Capt. Smith spends 1/3 of his time visiting the ships at the navy base, 1/3 of his time meeting with the tenants and other commands on the base, and 1/3 of his time outside the fence – engaging with the local communities.
Capt. Smith recommended two books that are good for leaders:
Lead by example:
  •  Listen aggressively – Don’t jump to solving the problem.  Let the person finish talking. Learn to under-react to bad news.
  • Be decisive & consistent – People like predictability.  Be active, don’t wait to react.

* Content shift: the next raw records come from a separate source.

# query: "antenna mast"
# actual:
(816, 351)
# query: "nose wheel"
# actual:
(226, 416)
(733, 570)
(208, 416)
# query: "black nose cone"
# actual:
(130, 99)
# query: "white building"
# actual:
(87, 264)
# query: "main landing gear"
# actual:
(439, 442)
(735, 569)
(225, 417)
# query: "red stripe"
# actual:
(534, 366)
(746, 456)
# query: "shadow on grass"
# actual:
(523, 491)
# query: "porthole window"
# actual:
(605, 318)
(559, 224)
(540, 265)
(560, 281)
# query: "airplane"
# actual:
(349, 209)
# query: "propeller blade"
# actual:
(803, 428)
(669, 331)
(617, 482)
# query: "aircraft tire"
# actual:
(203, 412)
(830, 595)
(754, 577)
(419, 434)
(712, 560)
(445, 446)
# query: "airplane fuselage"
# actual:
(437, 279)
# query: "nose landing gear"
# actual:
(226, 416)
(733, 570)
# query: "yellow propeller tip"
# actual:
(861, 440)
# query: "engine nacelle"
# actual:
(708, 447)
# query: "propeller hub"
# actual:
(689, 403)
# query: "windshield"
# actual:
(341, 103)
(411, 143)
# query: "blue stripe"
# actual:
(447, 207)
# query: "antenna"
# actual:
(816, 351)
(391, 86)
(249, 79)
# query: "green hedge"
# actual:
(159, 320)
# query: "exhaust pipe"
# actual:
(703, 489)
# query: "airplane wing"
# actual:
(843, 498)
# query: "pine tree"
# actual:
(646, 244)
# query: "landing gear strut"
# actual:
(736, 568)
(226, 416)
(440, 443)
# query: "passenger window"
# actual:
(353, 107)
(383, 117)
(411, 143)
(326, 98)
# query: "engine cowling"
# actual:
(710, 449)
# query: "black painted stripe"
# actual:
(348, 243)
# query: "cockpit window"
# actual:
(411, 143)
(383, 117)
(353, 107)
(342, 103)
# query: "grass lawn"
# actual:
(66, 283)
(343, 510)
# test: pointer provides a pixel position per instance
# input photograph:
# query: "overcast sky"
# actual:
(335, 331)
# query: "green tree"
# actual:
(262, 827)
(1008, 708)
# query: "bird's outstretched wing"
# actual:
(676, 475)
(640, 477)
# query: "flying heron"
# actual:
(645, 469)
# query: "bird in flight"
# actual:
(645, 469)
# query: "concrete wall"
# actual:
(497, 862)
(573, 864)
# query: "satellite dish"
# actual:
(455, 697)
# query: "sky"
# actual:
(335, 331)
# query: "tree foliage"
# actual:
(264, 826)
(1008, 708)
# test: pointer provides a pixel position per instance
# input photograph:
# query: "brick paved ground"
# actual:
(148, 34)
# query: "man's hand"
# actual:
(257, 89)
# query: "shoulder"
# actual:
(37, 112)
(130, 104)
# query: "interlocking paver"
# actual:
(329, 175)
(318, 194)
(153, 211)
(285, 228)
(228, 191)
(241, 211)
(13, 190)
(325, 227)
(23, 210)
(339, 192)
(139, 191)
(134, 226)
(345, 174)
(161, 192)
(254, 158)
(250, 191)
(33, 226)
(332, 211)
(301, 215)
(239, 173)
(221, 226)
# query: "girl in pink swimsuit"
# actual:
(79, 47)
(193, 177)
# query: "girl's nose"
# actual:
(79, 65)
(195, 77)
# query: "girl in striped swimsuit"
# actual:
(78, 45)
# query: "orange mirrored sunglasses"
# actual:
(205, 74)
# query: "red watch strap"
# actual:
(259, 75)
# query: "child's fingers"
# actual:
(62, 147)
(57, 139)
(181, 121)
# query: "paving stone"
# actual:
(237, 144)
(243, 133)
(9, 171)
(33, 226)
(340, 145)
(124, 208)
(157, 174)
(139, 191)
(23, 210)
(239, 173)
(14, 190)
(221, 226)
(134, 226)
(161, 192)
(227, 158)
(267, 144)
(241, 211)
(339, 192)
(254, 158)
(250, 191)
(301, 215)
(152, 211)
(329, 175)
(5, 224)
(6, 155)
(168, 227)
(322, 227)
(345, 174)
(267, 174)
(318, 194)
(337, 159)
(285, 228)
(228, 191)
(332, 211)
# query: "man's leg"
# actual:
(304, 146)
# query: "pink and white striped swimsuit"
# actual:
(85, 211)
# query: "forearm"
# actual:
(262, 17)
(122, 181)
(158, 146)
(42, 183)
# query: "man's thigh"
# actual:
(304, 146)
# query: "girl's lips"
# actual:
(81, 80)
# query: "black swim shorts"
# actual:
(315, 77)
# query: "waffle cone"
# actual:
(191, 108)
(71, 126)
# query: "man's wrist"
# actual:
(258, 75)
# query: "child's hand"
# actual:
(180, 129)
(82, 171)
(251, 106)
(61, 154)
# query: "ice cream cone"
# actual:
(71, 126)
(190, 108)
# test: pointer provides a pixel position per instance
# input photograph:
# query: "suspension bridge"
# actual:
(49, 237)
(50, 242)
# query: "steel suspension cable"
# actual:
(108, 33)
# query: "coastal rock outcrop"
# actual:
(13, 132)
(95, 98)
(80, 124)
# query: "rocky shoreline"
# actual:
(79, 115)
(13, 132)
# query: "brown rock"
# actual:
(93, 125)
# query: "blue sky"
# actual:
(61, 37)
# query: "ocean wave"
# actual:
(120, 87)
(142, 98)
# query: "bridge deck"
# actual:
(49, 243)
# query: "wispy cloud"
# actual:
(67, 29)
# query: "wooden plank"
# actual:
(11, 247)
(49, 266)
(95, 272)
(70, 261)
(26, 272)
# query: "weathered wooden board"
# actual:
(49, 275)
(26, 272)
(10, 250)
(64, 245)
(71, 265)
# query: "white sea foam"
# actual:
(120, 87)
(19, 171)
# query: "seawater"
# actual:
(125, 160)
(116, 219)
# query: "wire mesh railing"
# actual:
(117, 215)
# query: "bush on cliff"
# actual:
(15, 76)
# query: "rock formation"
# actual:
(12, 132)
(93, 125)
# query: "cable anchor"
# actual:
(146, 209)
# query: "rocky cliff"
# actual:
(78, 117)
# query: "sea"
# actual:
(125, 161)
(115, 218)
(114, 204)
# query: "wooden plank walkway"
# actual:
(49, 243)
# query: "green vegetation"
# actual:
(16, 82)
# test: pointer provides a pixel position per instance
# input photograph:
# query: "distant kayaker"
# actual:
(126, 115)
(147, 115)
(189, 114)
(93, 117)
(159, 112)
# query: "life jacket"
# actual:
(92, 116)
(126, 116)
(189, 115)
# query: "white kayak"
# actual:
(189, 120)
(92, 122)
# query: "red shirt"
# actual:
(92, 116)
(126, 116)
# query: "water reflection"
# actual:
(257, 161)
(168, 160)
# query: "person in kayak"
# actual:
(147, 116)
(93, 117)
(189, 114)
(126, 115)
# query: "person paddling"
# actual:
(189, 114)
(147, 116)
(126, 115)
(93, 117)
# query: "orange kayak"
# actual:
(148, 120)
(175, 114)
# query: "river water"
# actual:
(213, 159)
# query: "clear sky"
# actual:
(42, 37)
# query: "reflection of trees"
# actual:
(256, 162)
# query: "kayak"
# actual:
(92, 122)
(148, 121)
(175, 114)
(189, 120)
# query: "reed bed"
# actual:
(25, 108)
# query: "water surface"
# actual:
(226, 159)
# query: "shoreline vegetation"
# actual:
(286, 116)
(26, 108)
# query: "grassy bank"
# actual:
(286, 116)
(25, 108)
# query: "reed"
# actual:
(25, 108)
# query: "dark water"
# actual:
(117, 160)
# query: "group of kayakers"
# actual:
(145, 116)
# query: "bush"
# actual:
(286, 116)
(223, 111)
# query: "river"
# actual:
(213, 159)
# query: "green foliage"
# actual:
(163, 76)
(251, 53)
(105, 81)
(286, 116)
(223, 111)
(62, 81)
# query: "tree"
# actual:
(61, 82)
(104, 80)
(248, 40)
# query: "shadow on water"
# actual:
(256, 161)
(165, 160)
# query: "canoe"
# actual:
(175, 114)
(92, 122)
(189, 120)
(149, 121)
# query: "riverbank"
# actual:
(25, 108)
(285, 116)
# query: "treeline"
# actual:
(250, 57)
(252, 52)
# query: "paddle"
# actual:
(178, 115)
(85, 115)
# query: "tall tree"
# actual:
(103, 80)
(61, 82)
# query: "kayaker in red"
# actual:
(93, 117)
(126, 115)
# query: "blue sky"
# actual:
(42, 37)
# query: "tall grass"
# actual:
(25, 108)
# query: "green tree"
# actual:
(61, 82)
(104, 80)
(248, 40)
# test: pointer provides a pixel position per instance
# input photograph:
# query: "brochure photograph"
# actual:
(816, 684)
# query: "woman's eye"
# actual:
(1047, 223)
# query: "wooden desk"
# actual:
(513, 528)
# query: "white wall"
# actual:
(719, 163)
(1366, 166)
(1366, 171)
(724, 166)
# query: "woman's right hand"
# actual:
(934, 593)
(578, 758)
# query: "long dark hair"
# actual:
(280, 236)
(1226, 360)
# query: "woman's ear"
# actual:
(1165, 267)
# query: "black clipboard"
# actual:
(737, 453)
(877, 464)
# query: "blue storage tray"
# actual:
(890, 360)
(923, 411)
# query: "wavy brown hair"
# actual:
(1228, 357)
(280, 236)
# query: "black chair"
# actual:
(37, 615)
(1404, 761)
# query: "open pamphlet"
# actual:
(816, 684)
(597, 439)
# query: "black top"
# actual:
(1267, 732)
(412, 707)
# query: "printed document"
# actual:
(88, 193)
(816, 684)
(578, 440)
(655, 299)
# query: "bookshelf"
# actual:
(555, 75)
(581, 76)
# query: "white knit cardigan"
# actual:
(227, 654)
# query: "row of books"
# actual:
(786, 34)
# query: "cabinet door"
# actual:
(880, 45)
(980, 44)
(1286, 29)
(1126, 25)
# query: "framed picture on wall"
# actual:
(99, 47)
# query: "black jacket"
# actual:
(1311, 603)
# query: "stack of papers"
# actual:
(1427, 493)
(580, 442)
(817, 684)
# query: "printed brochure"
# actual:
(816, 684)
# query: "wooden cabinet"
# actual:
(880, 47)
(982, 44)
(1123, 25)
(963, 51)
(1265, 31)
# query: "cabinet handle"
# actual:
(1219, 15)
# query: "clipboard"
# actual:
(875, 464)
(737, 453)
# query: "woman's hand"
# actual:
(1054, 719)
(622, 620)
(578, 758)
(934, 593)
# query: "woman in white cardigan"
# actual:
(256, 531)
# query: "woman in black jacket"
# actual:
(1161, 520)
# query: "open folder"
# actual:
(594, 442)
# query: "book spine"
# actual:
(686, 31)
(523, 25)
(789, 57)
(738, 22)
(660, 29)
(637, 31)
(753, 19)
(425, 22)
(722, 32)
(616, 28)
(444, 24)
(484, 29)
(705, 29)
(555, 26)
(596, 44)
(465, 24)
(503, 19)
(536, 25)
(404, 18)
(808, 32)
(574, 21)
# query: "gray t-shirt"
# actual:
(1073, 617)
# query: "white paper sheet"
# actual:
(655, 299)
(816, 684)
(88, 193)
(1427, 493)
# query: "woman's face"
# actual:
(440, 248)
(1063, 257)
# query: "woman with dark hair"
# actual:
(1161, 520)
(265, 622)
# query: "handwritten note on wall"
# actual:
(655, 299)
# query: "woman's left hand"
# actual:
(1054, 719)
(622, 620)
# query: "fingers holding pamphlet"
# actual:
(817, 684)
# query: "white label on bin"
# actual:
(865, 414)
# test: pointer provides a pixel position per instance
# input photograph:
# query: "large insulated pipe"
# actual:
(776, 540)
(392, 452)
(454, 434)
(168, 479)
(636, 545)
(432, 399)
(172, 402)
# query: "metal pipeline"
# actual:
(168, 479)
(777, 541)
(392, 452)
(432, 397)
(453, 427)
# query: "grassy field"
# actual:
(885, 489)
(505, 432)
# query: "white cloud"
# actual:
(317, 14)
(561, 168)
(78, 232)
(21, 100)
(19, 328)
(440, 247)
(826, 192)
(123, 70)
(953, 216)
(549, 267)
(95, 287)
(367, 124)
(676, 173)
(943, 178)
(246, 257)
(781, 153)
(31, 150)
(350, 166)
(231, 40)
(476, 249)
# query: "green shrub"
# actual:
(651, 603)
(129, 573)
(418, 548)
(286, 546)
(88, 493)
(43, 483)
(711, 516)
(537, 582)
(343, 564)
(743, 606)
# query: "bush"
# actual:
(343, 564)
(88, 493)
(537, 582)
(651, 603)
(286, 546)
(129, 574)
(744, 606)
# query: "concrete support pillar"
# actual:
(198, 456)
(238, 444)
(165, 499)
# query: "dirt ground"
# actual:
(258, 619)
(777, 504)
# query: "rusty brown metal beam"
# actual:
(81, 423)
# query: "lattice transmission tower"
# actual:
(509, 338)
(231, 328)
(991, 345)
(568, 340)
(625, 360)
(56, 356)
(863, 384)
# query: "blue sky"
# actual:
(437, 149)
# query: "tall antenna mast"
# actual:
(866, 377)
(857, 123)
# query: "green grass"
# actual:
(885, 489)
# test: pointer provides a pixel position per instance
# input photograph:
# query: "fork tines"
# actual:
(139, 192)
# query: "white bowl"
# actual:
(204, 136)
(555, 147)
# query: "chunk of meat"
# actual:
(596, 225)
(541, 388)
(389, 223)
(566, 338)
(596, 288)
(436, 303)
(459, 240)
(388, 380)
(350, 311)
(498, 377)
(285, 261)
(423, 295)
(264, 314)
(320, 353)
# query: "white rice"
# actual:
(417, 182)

Take a deterministic approach.  Never shy away from your core competencies.
  • Take calculated risks – If there is a problem, enlarge it by bringing in more people to work on the solution.  Invite the usual suspects, but bring in someone different who may have a different perspective.  Think ahead.  Someone in your organization needs to be looking 6-12 months down the road.
  • Do your best – Set high standards.  Sprout where you are planted.
  • Honesty, Integrity, Trust – Honor above self.  Only I can surrender my integrity.  No one can take it from me.
Build a Team:
  • A leader must make employees…
  • Feel respected and useful – make the rounds, visit out-of-sight areas.  Connect what people do to the mission.  Take care of the staff.  How do my decisions impact the team?  Don’t confuse motion with action.  Find what people do well and help them succeed.  Then build on that success by helping them in areas that are not their strengths.
  • Exercise ownership – don’t walk past a problem.  Be responsible for your space and people.  Visit the staff.
  • Value “Team Wins” – accomplishing the mission is what is important.  Think the ship first, then shipmates, and then self.  Establish a process whereby the leader can leave and the organization will continue.  Promote and encourage those who support the team.
  • Create a Climate of Trust – read The Speed of Trust.  Build up people in public.  Give people rubber balls and as they learn to handle more, give them a glass ball to work with.
  • Improve Quality of life for your staff.  This isn’t always about greater pay or leave.  Give staff flexibility.  Let them telework or adjust their commute so they can get home and spend time with their families.  Problems happen – just don’t keep secrets.
 
Build a Game Plan: Look for efficiencies.
  •  Plan with key players… teach everyone else
  • Communicate Purpose & Meaning – Have standards.  Teach it, train it, enforce it!  Manage expectations.  Put out the full calendar – let everyone see what is coming down the pike.
  • Organize before you try to accelerate…if not, you lose field position.  Keep people informed.  Staff will respect a tough call if it is well planned.  They can see through a bad plan.
  • Execute, execute, execute
Sustainment:
  • Ask questions, stay informed – engaged leaders know what is going on.  By mentoring you can support what the staff is doing.
  • Be observant of key indicators –create the trend lines, don’t just react to poor ones.  Notice when things don’t go wrong.  Notice when the glass is half full.  Indications that things are working as expected.  Self-assessment – have a department assessment plan too.
  • Teach the next generation – put good people on the watch bill training reliefs.  Are people getting the right training?
Challenges:
  • Looking Down -- Shortfalls in how leaders interact with subordinates
  • Looking Up -- Shortfalls in how leaders interact with superiors
  • Looking Across -- Shortfalls in how leaders interact across the organization
  • Looking Within -- Shortfalls in personal moral and ethical behaviors
This talk was co-sponsored by the SLA Leadership and Managemet Division and the Military Libraries Division.